The Pevensie kids (Ancient Kings and Queens of Narnia) were pretty much as I remembered them from the first film. The acting was carried by the two girls - Georgie Henley and Anna Popplewell - and could have bloomed into something worthwhile with better direction from Andrew Adamson. The character of Edmund, played by Skandar Keynes wasn’t bad at all, and I think if he’s clever, we may end up seeing some good indie-style movies from him. I can easily see him in a role like Donnie Darko.

But what really made this movie fall flat, was that it has no humanity. It’s as if the script was put together by a team of technical experts. The story becomes a blunt way to link grand scenes, rather than integral to the movie experience. The characters are dragged from set piece to set piece with the most incredible and vast backdrops and scenery, but somehow I just couldn’t bring myself to care about them at all.
The final nail in the coffin is the blunt, totally unsubtle religious bludgeoning the audience has to put up with in the latter half of the film. In both the books and the first Chronicles film, the religious references were visible but subtle, which is part of what made Lewis’ works so popular with both adults and children.
However, when that subtlety is reduced to a watery avatar of the Turin Shroud leaping up out of the river and smashing the bad guys like a kid having a tantrum and finishing off by having God eat the main bad guy, it was all I could do to stay seated instead of walking out in disgust.

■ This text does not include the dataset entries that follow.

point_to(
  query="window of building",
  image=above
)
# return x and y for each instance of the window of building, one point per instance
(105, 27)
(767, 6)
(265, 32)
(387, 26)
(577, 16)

The one redeeming feature, as small (ahem) as it may be, is the mouse Reepicheep, played by British comedian Eddie Izzard. Director Andrew Adamson is so obviously most comfortable with animated characters and Reepicheep further goes to show that perhaps the director should stick with directing the pixel magicians. Having directed Shrek 2, he has literally lifted Antonio Banderas’ Puss character, stuck it in a mouse body and given this cow’s ear of a movie it’s tiny vestige of humanity.

Verdict: It’s utter crap.
Go see the movie for the mouse or the castle, but otherwise give it a skip.